Fatal Reckoning (Fatal #14)

Fatal Reckoning (Fatal #14)

Marie Force



CHAPTER ONE


AS SHE HAD every morning for seven days, Sam reached across the bed, looking for Nick, finding his side of the bed cold and unoccupied. He would be home from his trip to Europe later that day. Thank God. In his absence, she’d been forced to make do with rushed FaceTime conversations on their son Scotty’s phone, texts and the press coverage of the trip that had included an audience with Queen Elizabeth. Sam had been sorry to miss the chance to meet a woman she idolized, but she’d remained at home to care for their son, Scotty, as well as Alden and Aubrey, the five-year-old twins who’d recently become part of their family after their parents were murdered. At this early hour, Scotty and the twins were still sleeping, but the younger kids would be up soon.

She’d put the time away from work to good use, getting “the littles,” as Nick had nicknamed the twins, back on a schedule that included a return to their kindergarten class. Dr. Trulo, the Metro Police Department psychiatrist, had helped her find a qualified therapist who would work with the children together and individually to help them cope with their terrible loss. And she’d fielded phone calls from their mother’s family members, who were suddenly concerned about the children’s well-being now that the men responsible for their parents’ murders had been brought to justice.

Sam couldn’t stand hypocrites and had gritted her teeth each time a member of a family that had initially expressed no concern whatsoever for the children called to check on them. Fortunately, the twins’ parents had made their older brother, Elijah, their legal guardian, and he’d asked Sam and Nick to serve as the children’s custodial guardians while he finished college at Princeton. What would happen after he graduated, Sam didn’t know and couldn’t think about. Not now when the children needed everything she and Nick and their devoted assistant, Shelby, had to give them to get their lives back on track, or as close to it as they could get without their beloved parents.

One step at a time, she told herself, just as she often did while working a homicide investigation. The activity with the littles had been good for her as she served a seven-day suspension for taking in the children of her murder victims, something she’d do again in a hot second. Was it a conflict of interest? Absolutely, but she hadn’t thought about that when she saw two babies in need of something she could give them. It had only taken a few days after she brought them home for everyone associated with their household to fall in love with the twins.

She moved from her pillow to Nick’s, which bore faint remnants of his distinctive cologne, the scent of home. If her time-zone calculations were correct, he would be on Air Force Two by now, about to begin the seven-hour flight home from France. Her phone rang, and she wondered if it was him, telling her he’d be home soon. Greedy for anything from him that she could get after a week apart, she grabbed the phone and flipped it open without checking the caller ID.

“Sam!” The urgency she heard in her stepmother’s voice had Sam sitting up in bed.

“Morning. What’s going—”

“Sam, it’s your dad. Something’s wrong.”

“I’m coming.” Sam was out of bed and running before she gave a thought to the fact that she was wearing pajama bottoms, Nick’s favorite ratty Harvard T-shirt and no bra. She bolted from the bedroom, past the shocked Secret Service agent in the hallway and down the stairs as she held the phone to her ear and tried to beat back a tidal wave of panic. The agent working the front door opened it for her, thankfully without asking any questions. As she didn’t have Secret Service protection, Sam could come and go as she pleased, and the agents had gotten used to her mad dashes.

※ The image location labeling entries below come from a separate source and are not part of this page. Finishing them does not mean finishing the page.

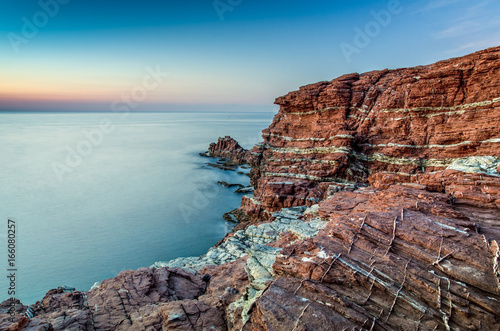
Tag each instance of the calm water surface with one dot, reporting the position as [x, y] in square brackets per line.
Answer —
[138, 195]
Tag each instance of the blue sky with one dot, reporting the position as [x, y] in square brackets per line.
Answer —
[223, 55]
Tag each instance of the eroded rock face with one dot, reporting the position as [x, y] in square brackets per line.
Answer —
[400, 170]
[403, 122]
[401, 258]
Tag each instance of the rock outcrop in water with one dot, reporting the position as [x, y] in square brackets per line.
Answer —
[376, 207]
[229, 148]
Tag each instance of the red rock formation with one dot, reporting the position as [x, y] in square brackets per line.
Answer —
[403, 166]
[402, 258]
[396, 123]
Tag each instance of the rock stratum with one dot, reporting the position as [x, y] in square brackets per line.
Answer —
[376, 207]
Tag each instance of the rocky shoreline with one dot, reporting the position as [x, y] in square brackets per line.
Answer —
[376, 206]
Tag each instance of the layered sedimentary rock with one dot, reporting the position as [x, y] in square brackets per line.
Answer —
[389, 125]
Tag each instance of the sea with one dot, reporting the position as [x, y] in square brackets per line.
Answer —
[92, 194]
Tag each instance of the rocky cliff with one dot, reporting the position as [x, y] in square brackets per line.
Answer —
[377, 207]
[378, 128]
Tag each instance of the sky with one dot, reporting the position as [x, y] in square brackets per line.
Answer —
[222, 55]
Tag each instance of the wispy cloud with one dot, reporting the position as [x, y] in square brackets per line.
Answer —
[475, 19]
[434, 5]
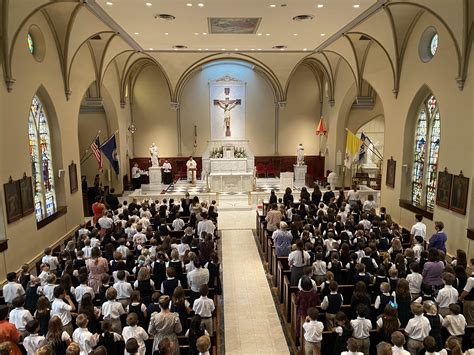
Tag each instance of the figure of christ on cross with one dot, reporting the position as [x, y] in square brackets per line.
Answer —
[227, 105]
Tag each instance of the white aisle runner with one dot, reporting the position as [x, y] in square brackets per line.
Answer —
[251, 322]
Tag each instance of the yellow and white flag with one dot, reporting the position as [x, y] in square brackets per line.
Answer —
[352, 148]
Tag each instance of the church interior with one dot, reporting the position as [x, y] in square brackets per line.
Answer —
[230, 102]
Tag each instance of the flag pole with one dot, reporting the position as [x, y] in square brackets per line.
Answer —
[87, 154]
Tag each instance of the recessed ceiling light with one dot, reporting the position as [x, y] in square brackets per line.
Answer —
[303, 18]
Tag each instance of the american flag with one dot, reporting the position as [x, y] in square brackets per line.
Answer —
[96, 151]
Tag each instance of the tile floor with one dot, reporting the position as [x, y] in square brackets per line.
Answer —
[251, 321]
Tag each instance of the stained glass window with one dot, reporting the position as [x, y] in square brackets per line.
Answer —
[425, 165]
[31, 44]
[434, 44]
[41, 161]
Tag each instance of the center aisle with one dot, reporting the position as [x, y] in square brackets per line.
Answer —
[251, 321]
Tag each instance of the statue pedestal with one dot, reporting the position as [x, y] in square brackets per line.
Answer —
[154, 173]
[286, 180]
[300, 175]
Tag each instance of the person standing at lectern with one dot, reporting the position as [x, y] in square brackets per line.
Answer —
[167, 177]
[191, 166]
[136, 176]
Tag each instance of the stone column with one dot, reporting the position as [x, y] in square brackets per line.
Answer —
[177, 107]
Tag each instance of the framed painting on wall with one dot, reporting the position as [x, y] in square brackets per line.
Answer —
[459, 194]
[26, 192]
[443, 191]
[391, 170]
[12, 200]
[74, 186]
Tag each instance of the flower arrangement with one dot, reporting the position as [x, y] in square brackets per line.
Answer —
[240, 153]
[217, 153]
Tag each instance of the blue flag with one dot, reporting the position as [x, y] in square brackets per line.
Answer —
[109, 149]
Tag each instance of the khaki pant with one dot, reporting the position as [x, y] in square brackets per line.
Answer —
[207, 324]
[330, 321]
[468, 311]
[364, 345]
[311, 348]
[414, 346]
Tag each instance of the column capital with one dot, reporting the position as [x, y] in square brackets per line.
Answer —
[175, 105]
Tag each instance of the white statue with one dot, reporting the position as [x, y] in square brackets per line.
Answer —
[332, 180]
[154, 156]
[300, 155]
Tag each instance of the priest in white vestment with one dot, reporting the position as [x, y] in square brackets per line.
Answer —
[191, 166]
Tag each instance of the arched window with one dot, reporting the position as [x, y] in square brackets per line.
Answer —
[425, 167]
[41, 161]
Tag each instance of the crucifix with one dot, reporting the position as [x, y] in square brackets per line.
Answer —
[227, 105]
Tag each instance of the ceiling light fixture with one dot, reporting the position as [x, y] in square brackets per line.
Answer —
[303, 18]
[167, 17]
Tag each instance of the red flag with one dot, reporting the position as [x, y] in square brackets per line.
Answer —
[321, 130]
[96, 151]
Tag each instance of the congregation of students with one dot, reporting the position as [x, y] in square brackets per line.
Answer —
[404, 288]
[120, 286]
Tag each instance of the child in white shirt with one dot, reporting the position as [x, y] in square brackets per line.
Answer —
[20, 316]
[455, 322]
[86, 340]
[135, 331]
[313, 332]
[204, 307]
[352, 347]
[12, 289]
[33, 341]
[398, 340]
[112, 310]
[415, 280]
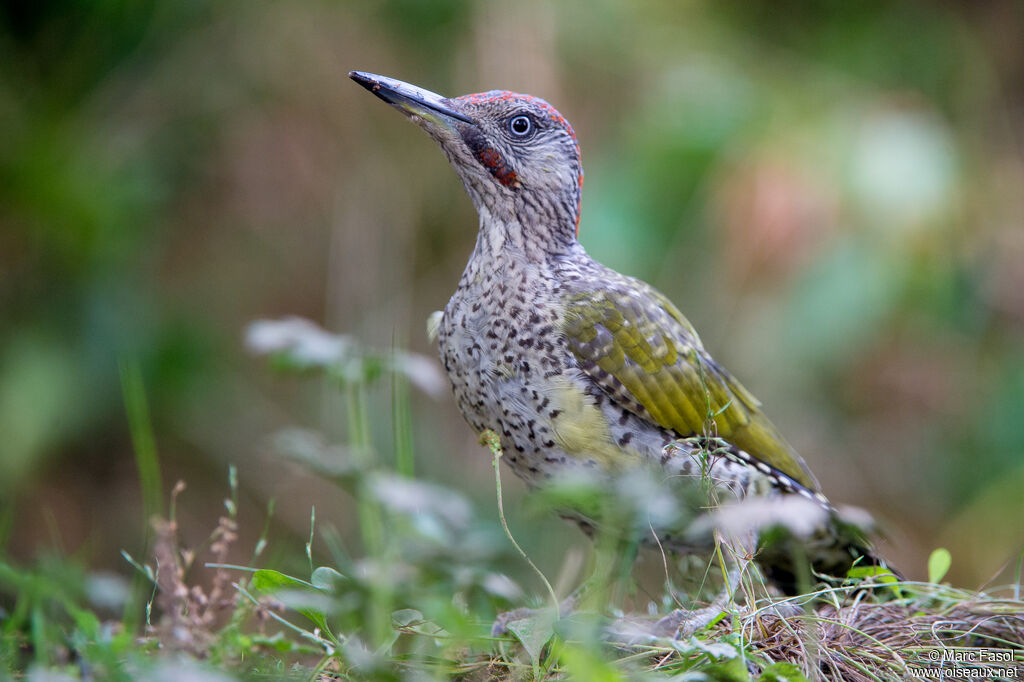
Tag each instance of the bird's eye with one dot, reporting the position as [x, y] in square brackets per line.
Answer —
[520, 126]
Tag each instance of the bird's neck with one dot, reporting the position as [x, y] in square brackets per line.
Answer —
[523, 230]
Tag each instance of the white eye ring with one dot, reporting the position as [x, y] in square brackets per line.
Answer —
[520, 125]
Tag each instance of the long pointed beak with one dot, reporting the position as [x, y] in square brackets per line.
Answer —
[409, 97]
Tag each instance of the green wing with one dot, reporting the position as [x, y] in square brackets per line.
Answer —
[634, 343]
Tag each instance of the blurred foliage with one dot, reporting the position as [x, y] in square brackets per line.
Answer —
[830, 190]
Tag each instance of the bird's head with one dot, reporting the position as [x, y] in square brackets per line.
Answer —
[516, 155]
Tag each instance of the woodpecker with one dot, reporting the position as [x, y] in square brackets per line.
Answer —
[572, 365]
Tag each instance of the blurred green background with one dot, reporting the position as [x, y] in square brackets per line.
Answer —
[833, 193]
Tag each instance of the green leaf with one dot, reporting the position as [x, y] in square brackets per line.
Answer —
[265, 580]
[326, 579]
[782, 672]
[534, 632]
[938, 564]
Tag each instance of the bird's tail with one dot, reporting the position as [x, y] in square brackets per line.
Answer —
[838, 551]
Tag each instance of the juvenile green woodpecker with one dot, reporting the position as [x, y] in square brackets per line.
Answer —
[569, 363]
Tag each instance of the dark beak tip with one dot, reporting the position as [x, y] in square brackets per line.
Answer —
[364, 79]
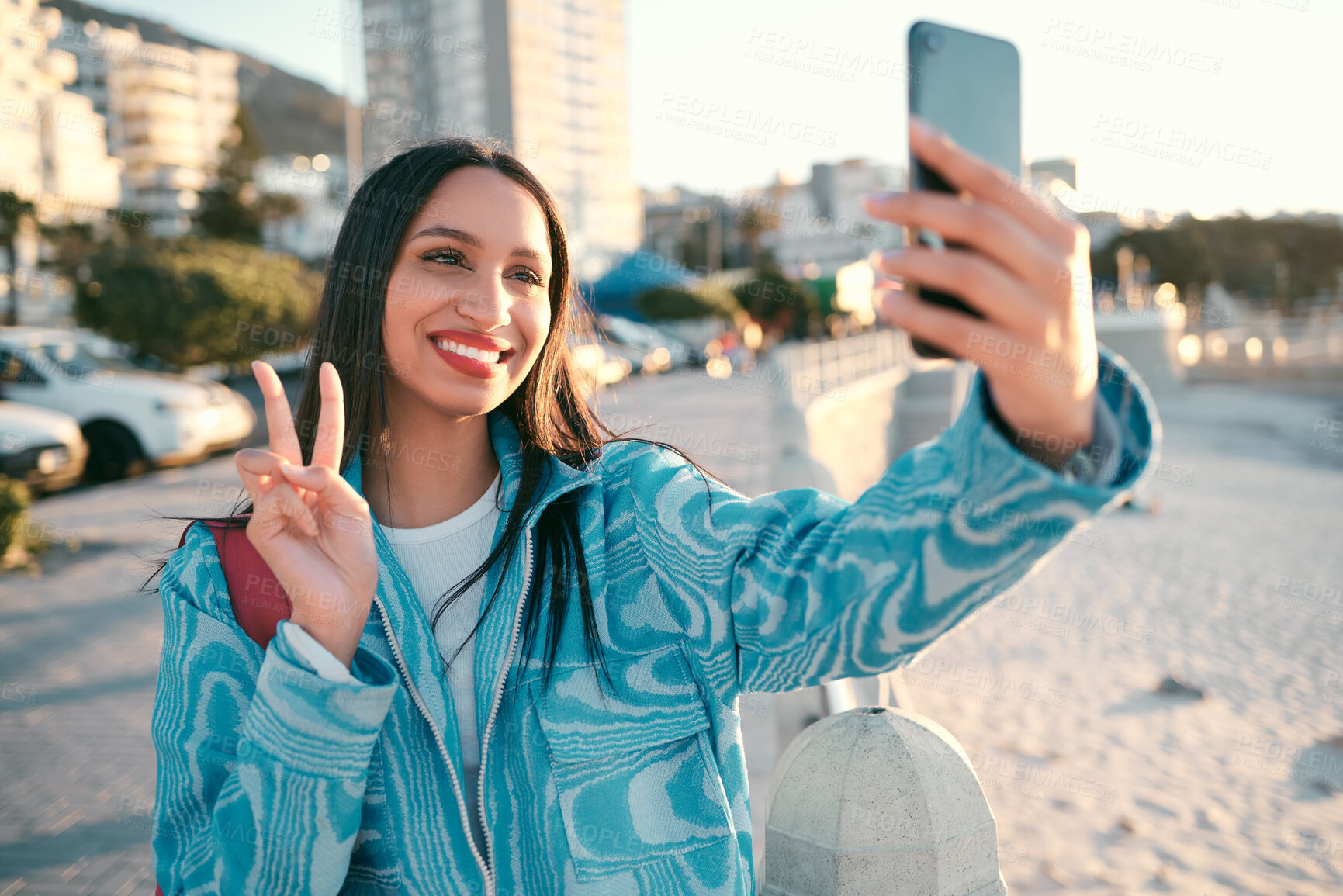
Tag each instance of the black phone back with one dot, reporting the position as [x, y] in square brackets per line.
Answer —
[968, 86]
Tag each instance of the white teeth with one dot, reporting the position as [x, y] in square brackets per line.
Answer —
[481, 355]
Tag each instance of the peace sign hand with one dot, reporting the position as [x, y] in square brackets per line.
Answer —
[308, 523]
[1025, 270]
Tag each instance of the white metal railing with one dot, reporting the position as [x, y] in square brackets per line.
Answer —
[837, 363]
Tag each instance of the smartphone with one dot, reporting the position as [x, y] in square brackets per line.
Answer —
[968, 86]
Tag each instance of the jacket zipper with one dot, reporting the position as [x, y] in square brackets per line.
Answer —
[438, 736]
[489, 723]
[490, 884]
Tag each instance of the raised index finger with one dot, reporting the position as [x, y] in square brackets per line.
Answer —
[331, 420]
[279, 420]
[968, 172]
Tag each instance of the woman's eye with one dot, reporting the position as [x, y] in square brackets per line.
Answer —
[444, 255]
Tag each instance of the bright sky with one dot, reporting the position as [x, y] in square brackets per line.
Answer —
[1209, 105]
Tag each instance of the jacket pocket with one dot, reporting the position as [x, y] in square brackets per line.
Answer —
[634, 770]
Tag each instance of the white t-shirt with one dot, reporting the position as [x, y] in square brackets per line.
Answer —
[437, 559]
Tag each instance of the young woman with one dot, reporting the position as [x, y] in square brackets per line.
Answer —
[517, 644]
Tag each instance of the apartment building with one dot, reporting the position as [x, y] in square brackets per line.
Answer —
[543, 77]
[53, 141]
[168, 110]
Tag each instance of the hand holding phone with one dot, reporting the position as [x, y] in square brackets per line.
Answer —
[968, 86]
[1025, 275]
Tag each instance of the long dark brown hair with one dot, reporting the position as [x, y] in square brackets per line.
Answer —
[547, 407]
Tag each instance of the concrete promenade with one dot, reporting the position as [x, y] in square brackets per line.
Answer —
[1099, 785]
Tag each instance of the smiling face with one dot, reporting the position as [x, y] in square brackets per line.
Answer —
[468, 301]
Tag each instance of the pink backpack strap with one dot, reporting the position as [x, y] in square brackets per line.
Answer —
[258, 600]
[259, 604]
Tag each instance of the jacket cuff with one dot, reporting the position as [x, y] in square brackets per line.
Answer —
[321, 727]
[1124, 442]
[317, 657]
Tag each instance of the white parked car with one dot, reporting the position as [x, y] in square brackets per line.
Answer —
[132, 418]
[40, 448]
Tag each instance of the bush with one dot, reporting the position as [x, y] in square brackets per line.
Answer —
[15, 500]
[192, 301]
[679, 304]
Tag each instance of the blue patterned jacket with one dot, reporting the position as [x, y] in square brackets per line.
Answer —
[275, 780]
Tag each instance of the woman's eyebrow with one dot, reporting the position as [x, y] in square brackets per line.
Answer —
[438, 230]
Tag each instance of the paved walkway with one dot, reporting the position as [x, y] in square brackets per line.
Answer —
[79, 652]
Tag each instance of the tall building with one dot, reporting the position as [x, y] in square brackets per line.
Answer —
[821, 226]
[168, 110]
[53, 141]
[1045, 171]
[543, 77]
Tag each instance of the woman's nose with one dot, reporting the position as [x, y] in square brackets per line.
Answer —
[486, 304]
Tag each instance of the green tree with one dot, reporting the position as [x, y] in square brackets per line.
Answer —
[12, 214]
[779, 304]
[233, 207]
[676, 303]
[194, 301]
[1272, 261]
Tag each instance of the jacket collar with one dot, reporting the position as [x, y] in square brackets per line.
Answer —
[407, 615]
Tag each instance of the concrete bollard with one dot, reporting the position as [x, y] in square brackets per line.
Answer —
[878, 801]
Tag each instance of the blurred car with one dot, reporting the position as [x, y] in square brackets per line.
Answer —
[659, 351]
[595, 363]
[132, 418]
[40, 448]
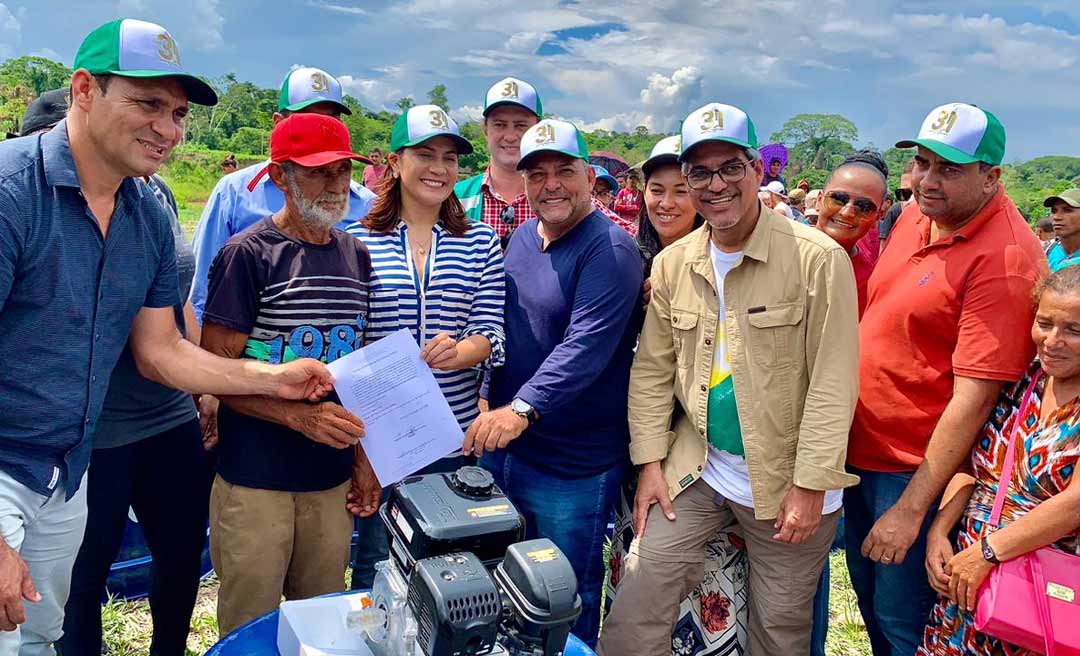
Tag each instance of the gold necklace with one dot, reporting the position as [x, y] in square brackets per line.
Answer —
[422, 250]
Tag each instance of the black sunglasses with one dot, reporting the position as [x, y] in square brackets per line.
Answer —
[839, 200]
[508, 218]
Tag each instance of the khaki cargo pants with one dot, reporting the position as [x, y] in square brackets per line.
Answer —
[266, 543]
[667, 562]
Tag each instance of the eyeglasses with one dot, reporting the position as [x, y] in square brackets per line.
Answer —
[508, 218]
[699, 177]
[839, 200]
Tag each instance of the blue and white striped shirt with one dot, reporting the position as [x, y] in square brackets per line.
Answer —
[462, 293]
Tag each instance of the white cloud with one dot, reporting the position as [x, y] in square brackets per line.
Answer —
[378, 94]
[340, 9]
[597, 84]
[527, 41]
[11, 31]
[620, 122]
[683, 85]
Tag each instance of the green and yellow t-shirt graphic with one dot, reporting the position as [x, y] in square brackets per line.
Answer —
[723, 415]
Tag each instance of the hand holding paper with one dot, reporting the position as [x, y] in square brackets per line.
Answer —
[407, 420]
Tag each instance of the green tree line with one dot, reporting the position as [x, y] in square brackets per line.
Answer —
[242, 120]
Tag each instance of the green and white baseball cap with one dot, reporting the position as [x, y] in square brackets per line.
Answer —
[1069, 197]
[962, 134]
[426, 122]
[137, 49]
[512, 91]
[717, 122]
[306, 86]
[665, 151]
[552, 135]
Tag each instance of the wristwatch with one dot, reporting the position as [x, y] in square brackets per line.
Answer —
[522, 409]
[988, 552]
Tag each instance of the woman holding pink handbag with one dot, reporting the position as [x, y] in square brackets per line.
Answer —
[1035, 520]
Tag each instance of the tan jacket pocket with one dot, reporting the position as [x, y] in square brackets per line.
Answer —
[685, 336]
[773, 335]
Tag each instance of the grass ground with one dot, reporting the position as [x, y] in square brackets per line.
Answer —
[127, 625]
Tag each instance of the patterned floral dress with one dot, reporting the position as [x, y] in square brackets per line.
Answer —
[1044, 462]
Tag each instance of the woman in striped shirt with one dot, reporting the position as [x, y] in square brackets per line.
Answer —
[437, 273]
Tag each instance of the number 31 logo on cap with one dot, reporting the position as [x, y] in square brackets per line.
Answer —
[946, 120]
[439, 119]
[167, 50]
[320, 82]
[712, 120]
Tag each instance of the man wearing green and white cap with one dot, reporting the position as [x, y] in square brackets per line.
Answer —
[232, 206]
[752, 334]
[497, 196]
[1065, 217]
[555, 439]
[947, 322]
[86, 266]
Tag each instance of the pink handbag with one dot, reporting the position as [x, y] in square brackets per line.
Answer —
[1030, 601]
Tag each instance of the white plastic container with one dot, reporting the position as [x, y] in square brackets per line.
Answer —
[316, 627]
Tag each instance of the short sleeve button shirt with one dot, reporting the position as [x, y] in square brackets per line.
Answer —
[68, 296]
[958, 306]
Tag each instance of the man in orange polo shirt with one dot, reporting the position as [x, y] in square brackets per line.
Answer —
[947, 323]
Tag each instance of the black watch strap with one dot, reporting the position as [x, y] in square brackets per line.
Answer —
[988, 552]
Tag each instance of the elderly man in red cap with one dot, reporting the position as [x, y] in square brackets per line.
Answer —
[291, 285]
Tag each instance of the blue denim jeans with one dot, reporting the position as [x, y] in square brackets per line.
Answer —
[571, 512]
[370, 541]
[894, 600]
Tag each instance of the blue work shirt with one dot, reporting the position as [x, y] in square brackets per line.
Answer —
[232, 209]
[572, 316]
[67, 300]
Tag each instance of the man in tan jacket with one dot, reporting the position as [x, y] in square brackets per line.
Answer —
[741, 398]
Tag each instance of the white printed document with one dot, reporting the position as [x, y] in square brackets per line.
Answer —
[408, 424]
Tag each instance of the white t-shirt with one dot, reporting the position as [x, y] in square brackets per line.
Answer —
[727, 472]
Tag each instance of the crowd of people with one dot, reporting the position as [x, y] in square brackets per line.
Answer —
[723, 366]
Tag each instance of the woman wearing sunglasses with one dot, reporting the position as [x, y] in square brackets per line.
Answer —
[850, 204]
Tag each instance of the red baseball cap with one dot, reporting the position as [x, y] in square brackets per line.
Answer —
[309, 139]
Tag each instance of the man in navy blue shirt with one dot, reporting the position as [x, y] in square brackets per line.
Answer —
[557, 438]
[88, 257]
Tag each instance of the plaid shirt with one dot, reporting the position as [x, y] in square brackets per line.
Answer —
[495, 205]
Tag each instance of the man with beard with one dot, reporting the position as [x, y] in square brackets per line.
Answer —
[88, 264]
[291, 285]
[241, 199]
[740, 402]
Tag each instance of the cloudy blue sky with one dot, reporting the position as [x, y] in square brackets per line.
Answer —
[617, 65]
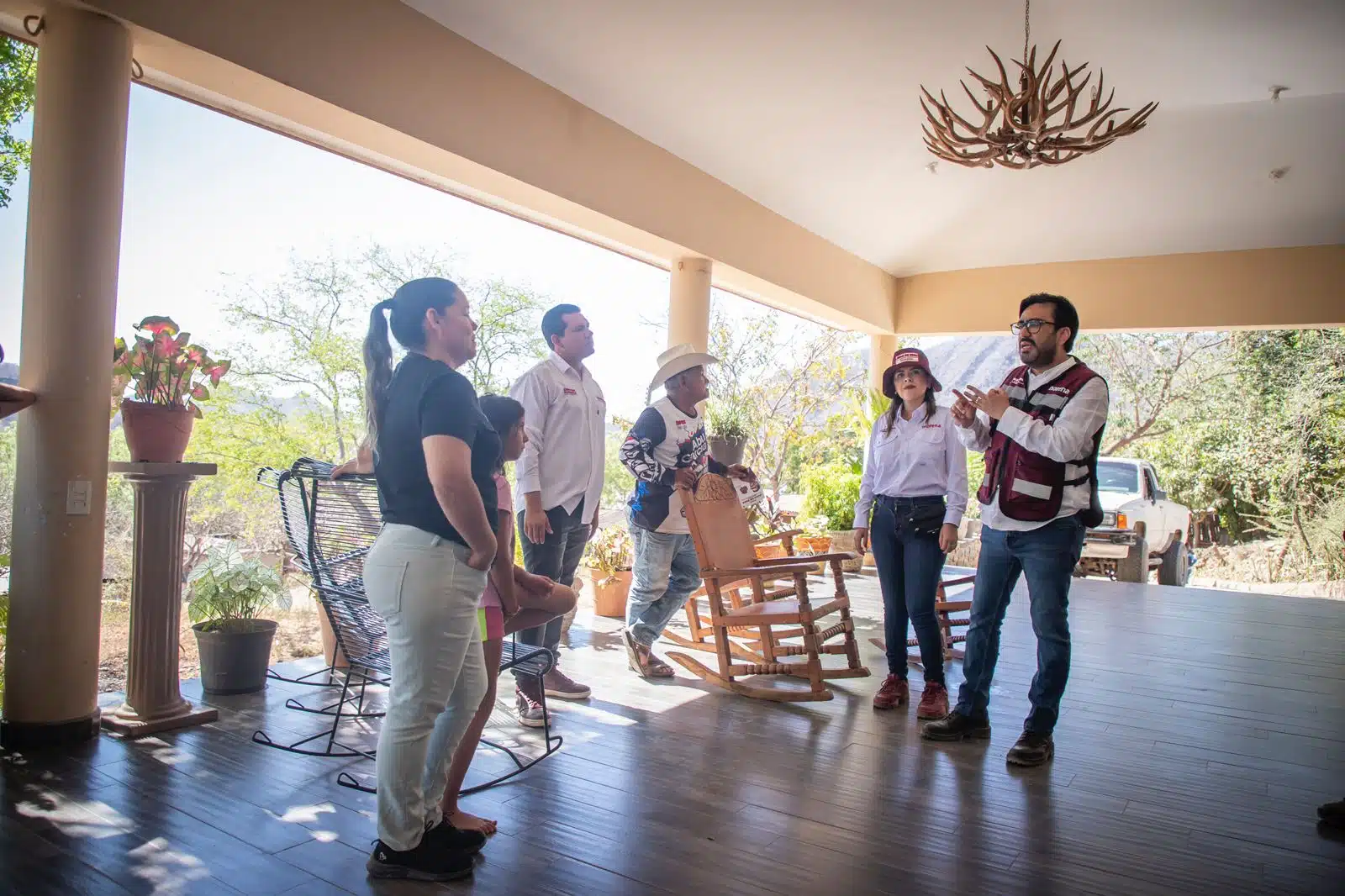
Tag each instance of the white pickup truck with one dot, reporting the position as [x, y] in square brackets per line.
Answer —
[1141, 528]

Barefoot and oblivious to the cold October air, she sprinted down the ramp Nick had installed so her dad could visit their home and covered the short distance between her home and her father’s in seconds, cruising up the ramp to his front door and bursting into the house.

“Back here.”

Following Celia’s voice, Sam went from the living room through the kitchen to her father’s bedroom in what used to be the dining room. With one quick glance, she noticed his color was all wrong, and his lips were blue. In that moment, none of her training or years of emergency experience was available to her. In that moment, she wasn’t a decorated police officer. She was only a daughter staring at the lifeless face of the first man she’d ever loved.

“Sam! What should we do?”

Celia’s frantic tone and her fearful expression nudged Sam into action. With shaking hands, she called 911 and requested help.

The operator asked for specifics.

“Sixty-four-year-old unresponsive quadriplegic.” She recited the Ninth Street address. “Tell the Secret Service that Lieutenant Holland said to let them in.”

“Of course, Lieutenant.” The operator perked up when she realized who she was talking to. “Do you know the victim?”

“Yes.” Sam tried to swallow around the huge knot of fear wedged in her throat. “He’s my father.” My touchstone. My hero. My best friend forever. “Please hurry.”

“EMS is on the way. Has your father had any recent health issues?”

“Nothing other than the paralysis.” He’d been doing better in the last year after surgery to remove the bullet that had remained lodged in his neck for three years. He’d regained some sensation in his extremities, but he seemed to become frailer with every month spent immobile. Sam walked around the hospital bed to comfort Celia, who was stroking Skip’s face and hair and begging him to open his eyes, to talk to her.